Praktik pencairan rente semakin berkembang dengan adanya kekuatan ekonomi
baru dan aktor- aktor baru yang bertranformasi melalui reorganisasi aktor-aktor
bisnis pada masa Orde Baru kepada situasi politik saat ini dalam rangka mengontrol
sumber-sumber daya ekonomi. kehadiran aktor-aktor politik/pemerintahan yang
masih didominasi oleh relasi-relasi kekuasaan yang rakus.
Pembangunan ekonomi suatu negara tidak lepas dari peran pemerintah dalam
mengatur dan menentukan kebijakan ekonomi guna meningkatkan kesejahteraan
rakyat sesuai pembukaan undang-undang 1945 alenia ke 4. Di era reformasi ini
Indonesia memiliki cita-cita untuk melakukan perombakan dan melakukan perbaikan
terhadap kondisi ekonomi yang terjadi di masa pemerintahan Orde Baru, dimana
pada masa pemerintahan Orde baru tersebut praktek kekuasaan pemerintahan
dijalankan secara sentralistis.

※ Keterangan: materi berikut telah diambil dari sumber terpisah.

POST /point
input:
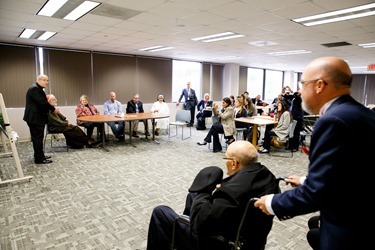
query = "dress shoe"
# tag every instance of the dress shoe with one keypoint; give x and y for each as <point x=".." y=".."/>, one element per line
<point x="45" y="161"/>
<point x="230" y="141"/>
<point x="135" y="135"/>
<point x="201" y="144"/>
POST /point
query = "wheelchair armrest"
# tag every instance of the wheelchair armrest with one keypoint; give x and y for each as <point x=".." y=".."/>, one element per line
<point x="184" y="219"/>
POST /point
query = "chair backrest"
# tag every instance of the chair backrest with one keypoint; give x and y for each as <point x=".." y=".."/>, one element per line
<point x="215" y="119"/>
<point x="291" y="129"/>
<point x="183" y="116"/>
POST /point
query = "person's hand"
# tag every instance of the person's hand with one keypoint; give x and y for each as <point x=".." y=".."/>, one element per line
<point x="293" y="180"/>
<point x="261" y="204"/>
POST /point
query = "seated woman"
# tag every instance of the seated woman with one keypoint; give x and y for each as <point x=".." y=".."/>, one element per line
<point x="282" y="128"/>
<point x="226" y="126"/>
<point x="204" y="108"/>
<point x="162" y="108"/>
<point x="74" y="136"/>
<point x="240" y="111"/>
<point x="84" y="108"/>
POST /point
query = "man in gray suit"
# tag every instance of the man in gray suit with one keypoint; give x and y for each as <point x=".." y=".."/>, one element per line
<point x="190" y="101"/>
<point x="36" y="116"/>
<point x="339" y="150"/>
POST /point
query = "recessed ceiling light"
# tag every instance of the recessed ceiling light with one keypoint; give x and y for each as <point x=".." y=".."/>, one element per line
<point x="367" y="45"/>
<point x="27" y="33"/>
<point x="51" y="7"/>
<point x="217" y="37"/>
<point x="291" y="52"/>
<point x="81" y="10"/>
<point x="336" y="16"/>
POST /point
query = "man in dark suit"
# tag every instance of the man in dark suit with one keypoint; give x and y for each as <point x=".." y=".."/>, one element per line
<point x="136" y="106"/>
<point x="339" y="146"/>
<point x="190" y="101"/>
<point x="216" y="206"/>
<point x="36" y="116"/>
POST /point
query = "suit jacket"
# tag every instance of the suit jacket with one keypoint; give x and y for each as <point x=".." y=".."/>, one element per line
<point x="227" y="120"/>
<point x="37" y="106"/>
<point x="339" y="152"/>
<point x="220" y="213"/>
<point x="193" y="100"/>
<point x="130" y="107"/>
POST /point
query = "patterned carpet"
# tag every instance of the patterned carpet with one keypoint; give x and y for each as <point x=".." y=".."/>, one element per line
<point x="93" y="199"/>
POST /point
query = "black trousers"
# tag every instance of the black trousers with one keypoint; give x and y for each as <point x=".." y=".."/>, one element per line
<point x="37" y="135"/>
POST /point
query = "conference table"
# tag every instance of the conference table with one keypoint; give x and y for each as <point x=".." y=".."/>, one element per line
<point x="125" y="118"/>
<point x="256" y="121"/>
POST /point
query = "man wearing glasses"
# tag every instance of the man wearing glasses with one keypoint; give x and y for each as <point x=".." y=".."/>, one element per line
<point x="337" y="150"/>
<point x="216" y="206"/>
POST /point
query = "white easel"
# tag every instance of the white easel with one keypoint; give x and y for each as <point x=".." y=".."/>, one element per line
<point x="6" y="137"/>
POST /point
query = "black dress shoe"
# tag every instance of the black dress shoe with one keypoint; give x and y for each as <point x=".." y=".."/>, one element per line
<point x="45" y="161"/>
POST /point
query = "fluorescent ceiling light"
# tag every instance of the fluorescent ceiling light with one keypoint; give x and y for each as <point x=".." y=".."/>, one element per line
<point x="212" y="36"/>
<point x="336" y="16"/>
<point x="222" y="38"/>
<point x="81" y="10"/>
<point x="291" y="52"/>
<point x="217" y="37"/>
<point x="151" y="48"/>
<point x="27" y="33"/>
<point x="160" y="49"/>
<point x="51" y="7"/>
<point x="46" y="35"/>
<point x="227" y="58"/>
<point x="367" y="45"/>
<point x="156" y="48"/>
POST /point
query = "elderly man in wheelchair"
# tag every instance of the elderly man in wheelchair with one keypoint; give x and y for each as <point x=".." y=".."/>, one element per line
<point x="218" y="214"/>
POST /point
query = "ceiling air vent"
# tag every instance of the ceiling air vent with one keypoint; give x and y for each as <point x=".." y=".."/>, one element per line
<point x="338" y="44"/>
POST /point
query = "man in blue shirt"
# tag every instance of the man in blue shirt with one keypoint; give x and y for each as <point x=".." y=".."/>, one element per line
<point x="114" y="107"/>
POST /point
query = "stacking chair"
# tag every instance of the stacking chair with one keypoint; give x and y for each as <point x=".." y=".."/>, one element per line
<point x="280" y="152"/>
<point x="182" y="120"/>
<point x="54" y="136"/>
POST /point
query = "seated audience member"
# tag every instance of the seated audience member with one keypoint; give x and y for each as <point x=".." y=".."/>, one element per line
<point x="297" y="115"/>
<point x="114" y="107"/>
<point x="74" y="136"/>
<point x="136" y="106"/>
<point x="226" y="126"/>
<point x="162" y="108"/>
<point x="281" y="130"/>
<point x="240" y="111"/>
<point x="204" y="108"/>
<point x="84" y="108"/>
<point x="216" y="206"/>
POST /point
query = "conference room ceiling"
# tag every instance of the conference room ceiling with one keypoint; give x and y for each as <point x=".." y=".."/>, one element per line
<point x="125" y="26"/>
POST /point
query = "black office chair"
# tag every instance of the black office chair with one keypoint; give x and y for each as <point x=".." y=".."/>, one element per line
<point x="55" y="136"/>
<point x="223" y="243"/>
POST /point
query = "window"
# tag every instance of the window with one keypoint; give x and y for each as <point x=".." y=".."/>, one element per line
<point x="254" y="82"/>
<point x="274" y="85"/>
<point x="183" y="72"/>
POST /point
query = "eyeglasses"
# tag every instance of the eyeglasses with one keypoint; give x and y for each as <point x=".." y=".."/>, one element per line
<point x="228" y="158"/>
<point x="302" y="83"/>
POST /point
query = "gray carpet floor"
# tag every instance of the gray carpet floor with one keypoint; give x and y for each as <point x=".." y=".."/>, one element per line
<point x="93" y="199"/>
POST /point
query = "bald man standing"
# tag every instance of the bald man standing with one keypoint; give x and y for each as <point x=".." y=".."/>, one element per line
<point x="36" y="116"/>
<point x="337" y="153"/>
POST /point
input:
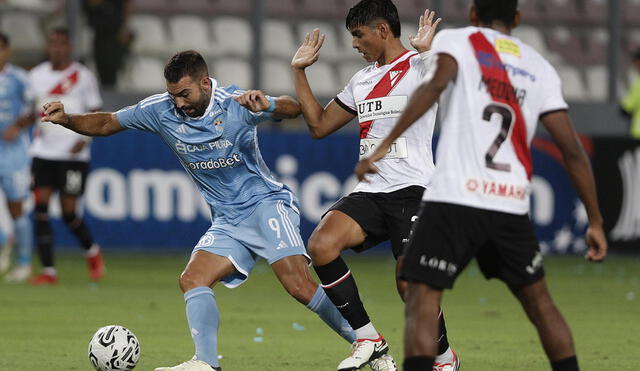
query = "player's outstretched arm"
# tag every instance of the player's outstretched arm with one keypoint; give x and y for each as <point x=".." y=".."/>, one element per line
<point x="92" y="124"/>
<point x="320" y="121"/>
<point x="421" y="100"/>
<point x="422" y="40"/>
<point x="283" y="107"/>
<point x="577" y="162"/>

Dengan system orde baru yang sentralistis di
harapkan dapat mempercepat kesetabilan ekonomi dan politik Indonesia serta
dapat mempercepat pembangunan ekonomi. Stabilisasi politik dilakukan untuk
menopang pembangunan ekonomi yang dijadikan komando. Pada masa Orde Baru
juga terjadi maraknya praktek Kolusi, Korupsi dan Nepotisme (KKN) yang bukan
hanya melibatkan aktor-aktor politik di dalam pemerintahan, melainkan juga para
aktor ekonomi (pebisnis) sebagai klien dari pemerintah. Praktek KKN tersebut pada
dasarnya berkaitan dengan relasi antara bisnis dan politik.

Dengan kurang baiknya system ekonomi dan politik pada massa orde baru
pemerintah pada era reformasi melakukan berbagai upaya untuk merubah
institusional. Perubahan yang signifikan dalam masa reformasi adalah adanya
pelembagaan demokrasi dan desentralisasi (Robison and Hadiz, 2004: 197).

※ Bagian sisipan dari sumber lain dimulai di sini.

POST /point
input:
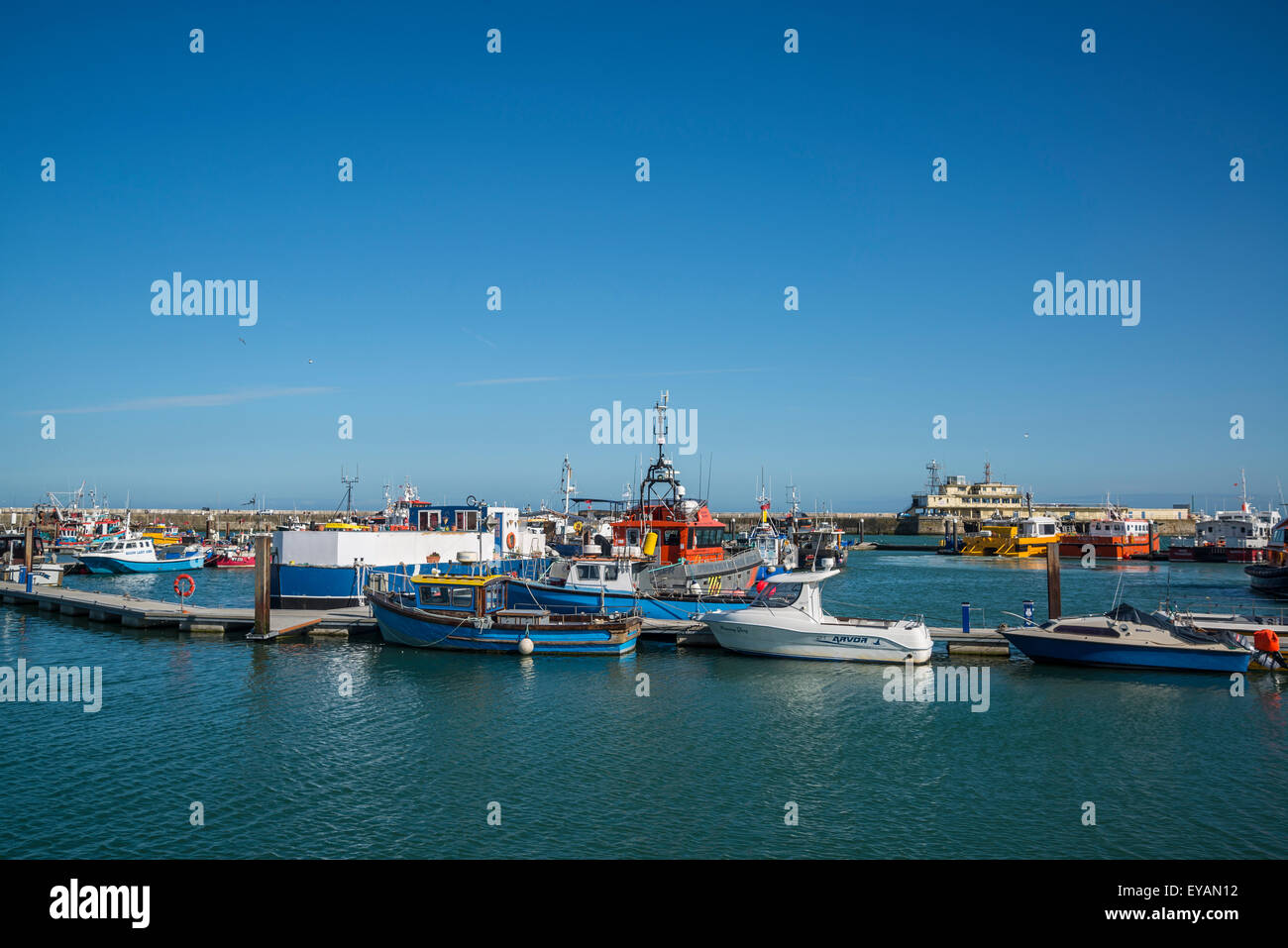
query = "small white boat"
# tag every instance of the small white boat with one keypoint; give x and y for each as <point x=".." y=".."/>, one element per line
<point x="787" y="621"/>
<point x="140" y="556"/>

Demokratisasi mempunyai tujuan agar sistem politik dapat lebih terbuka dan
demokratis. Artinya, setiap kelompok politik dapat menjadi input dalam pembuatan
kebijakan, sehingga masyarakat dapat ikut andil dalam pembuatan keputusan dan
kebijakan politik. Sedangkan desentralisasi adalah pelimpahan wewenang
pemerintahan dari pemerintah pusat kepada pemerintah daerah agar bisa mengatur
kegiatan di daerah tersebut berdasarkan asas otonom. Tujuan desentraisasi untuk
Mencegah terjadinya pemusatan keuangan, dan
Sebagai usaha pendemokrasian pemerintahan dan mencegah adanya kekuasaan
yang tersentralisasi pada segelintir orang. Desentralisasi memiliki beberapa asumsi,
antara lain, akuntabilitas, responsiveness dan partisipasi aktif warga negara (Hadiz,
2005: 290-292). Pada kenyataanya perubahan yang di lakukan tersebut tidak sesuai
dengan tujuan awalnya dan tidak sesuai dengan apa yang di harapkan. Hal ini di
buktikan dengan Data dari Komisi Pemberantasan Korupsi (KPK) menunjukkan
bahwa penanganan kasus korupsi dari tahun 2004-2014 (per 31 Maret 2014)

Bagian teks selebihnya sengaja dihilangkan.